Netflix's 'Knock Down The House' trailer drops to divided opinions, some fans upset about "AOC documentary"
Netflix released a trailer for its upcoming documentary, 'Knock Down the House', and it seems the streaming platform is simply pushing itself harder to remain in popular discussion. The documentary chiefly revolves around the struggle of four women, including freshman Congresswoman Alexandria Ocasio-Cortez, in the 2018 midterm election.
Although the story spans four segments portraying the struggles of four women, the documentary has somehow been nicknamed the "AOC documentary" leaving some fans disappointed.
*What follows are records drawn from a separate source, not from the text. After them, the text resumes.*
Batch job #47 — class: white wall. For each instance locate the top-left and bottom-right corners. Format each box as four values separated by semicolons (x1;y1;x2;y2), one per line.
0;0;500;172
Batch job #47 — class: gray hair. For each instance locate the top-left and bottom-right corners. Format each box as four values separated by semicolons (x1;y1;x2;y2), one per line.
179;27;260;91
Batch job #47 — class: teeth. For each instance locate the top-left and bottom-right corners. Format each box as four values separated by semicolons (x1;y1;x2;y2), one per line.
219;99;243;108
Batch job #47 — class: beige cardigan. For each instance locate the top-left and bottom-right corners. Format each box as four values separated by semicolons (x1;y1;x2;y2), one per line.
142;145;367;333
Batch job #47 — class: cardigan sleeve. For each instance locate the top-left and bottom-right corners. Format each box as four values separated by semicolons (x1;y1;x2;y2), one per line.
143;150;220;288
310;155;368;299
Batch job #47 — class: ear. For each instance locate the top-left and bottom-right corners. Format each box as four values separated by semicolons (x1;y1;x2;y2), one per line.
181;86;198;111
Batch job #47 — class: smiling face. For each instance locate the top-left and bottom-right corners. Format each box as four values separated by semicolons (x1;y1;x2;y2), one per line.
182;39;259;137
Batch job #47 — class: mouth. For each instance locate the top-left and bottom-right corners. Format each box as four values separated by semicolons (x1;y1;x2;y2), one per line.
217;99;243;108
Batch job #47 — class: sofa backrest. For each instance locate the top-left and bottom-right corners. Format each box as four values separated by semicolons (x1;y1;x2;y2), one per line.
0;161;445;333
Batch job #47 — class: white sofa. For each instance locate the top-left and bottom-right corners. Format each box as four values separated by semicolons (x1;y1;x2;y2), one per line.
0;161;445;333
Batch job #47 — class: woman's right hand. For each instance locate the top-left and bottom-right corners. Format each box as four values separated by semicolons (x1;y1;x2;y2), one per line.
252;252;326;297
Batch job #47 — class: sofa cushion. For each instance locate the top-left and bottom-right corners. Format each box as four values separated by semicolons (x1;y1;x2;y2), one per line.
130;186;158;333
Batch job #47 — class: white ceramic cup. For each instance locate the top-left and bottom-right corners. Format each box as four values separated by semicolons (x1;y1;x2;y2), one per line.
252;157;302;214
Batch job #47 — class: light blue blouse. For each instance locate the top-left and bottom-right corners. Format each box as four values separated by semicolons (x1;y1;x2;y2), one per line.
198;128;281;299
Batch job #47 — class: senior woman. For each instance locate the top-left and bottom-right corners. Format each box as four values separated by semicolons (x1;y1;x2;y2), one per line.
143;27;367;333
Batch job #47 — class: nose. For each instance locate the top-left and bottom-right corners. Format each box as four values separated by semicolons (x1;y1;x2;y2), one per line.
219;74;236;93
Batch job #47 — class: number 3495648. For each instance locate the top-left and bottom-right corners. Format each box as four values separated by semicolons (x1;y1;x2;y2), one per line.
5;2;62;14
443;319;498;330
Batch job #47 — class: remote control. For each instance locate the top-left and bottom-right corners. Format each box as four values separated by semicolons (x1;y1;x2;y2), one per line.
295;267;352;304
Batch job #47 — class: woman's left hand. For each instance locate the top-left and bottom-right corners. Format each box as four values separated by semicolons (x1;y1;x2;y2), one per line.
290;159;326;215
According to some fans, Netflix is now just trying way too hard.
However, in order to identify with the fans' real agitation behind the streaming platform, it might be worth recalling what AT&T’s new head of HBO, Bob Greenblatt, said not so long ago. The newly hired head claimed in an interview with NBC News’ Dylan Byers, “Netflix doesn’t have a brand. It’s just a place you go to get anything — it’s like Encyclopedia Britannica.” While the statement has been cited several times as a claim to cover up HBO's incompetence, it cannot be ignored that Netflix has, at times, grabbed at straws. A big instance of this would be the streaming platform's trend of bringing back things the world forgot, like Rom-Coms.
While Hollywood is avoiding putting out just another silly story about a white boy falling for a perfectly flawed yet adorable white girl, Netflix has created a whole new genre of romantic comedies. Only last year it brought in several romantic movies such as 'The Kissing Booth', 'The Princess Switch', and 'Sierra Burgess is a Loser', all of which deal with a very common topic of following an utterly messed up teenager in her quest to find love, which is nothing more than a summer pass time. However, in this very genre, it did try out its hand on something a little more inclusive such as 'Nappily Ever After' but then again it too turned out to be just comfort food with no special ingredient to spice it up.
Now with the trailer's release of 'Knock Down the House' the streaming platform has received criticism over its repeated recycling of an already recycled product. It cannot be denied that Netflix has committed a big flaw of anything democratic; it has compromised quality for quantity. In its attempt to make its presence felt across the globe, the streaming platform has managed to bring together a massive collection of foreign films but barely a handful of them are worth watching. However, things might get worse with 'Knock Down the House' as chances are, the documentary might be perceived as too political. One fan on Reddit stated, "Campaign documentaries are a fairly common genre."
Some fans are even considering canceling their Netflix accounts as they are assuming that the money made by the documentary might be used for Ocasio-Cortez's future campaigns. One fan on Twitter claimed in this regard, "So the royalties take place of big donations. Nice sl[e]ight of hand." Another fan added, "Someone funded the production...and someone funded them."
Some mocked, as they claimed, "Typical Netflix trying to glorify the left. Why would I pay for something like that?" Some fans are also pretty upset that the documentary has garnered the reputation of an "AOC documentary", since it also tells the stories of Amy Vilela, Cori Bush, and Paula Jean Swearengin. A fan on Twitter stated, "Just Democratic propaganda to force @AOC down our throats. The other women are merely props to shine more light on Ms. Cortez." However, putting aside all criticisms it cannot be denied that the documentary is bound to bring forward some untold stories of some unsung heroes.
Several fans have also stated that the documentary will certainly act as an inspiration for many. One fan on Twitter said, "Raise your hand if you’ll be watching #KnockDownTheHouse. So proud of these ladies and the overdue change they are bringing to America." Some are even appreciating it for its take on the upward climb of the average American. "Wow! This is extraordinary! Let us hope and, moreover, VOTE that the cracks in the intransigent wall of the status quo keep widening. Inspire on, young warrior!" Whatever it is, perhaps it is best to actually judge the documentary for what it truly stands, and that will only be revealed once it is released on Netflix May 1.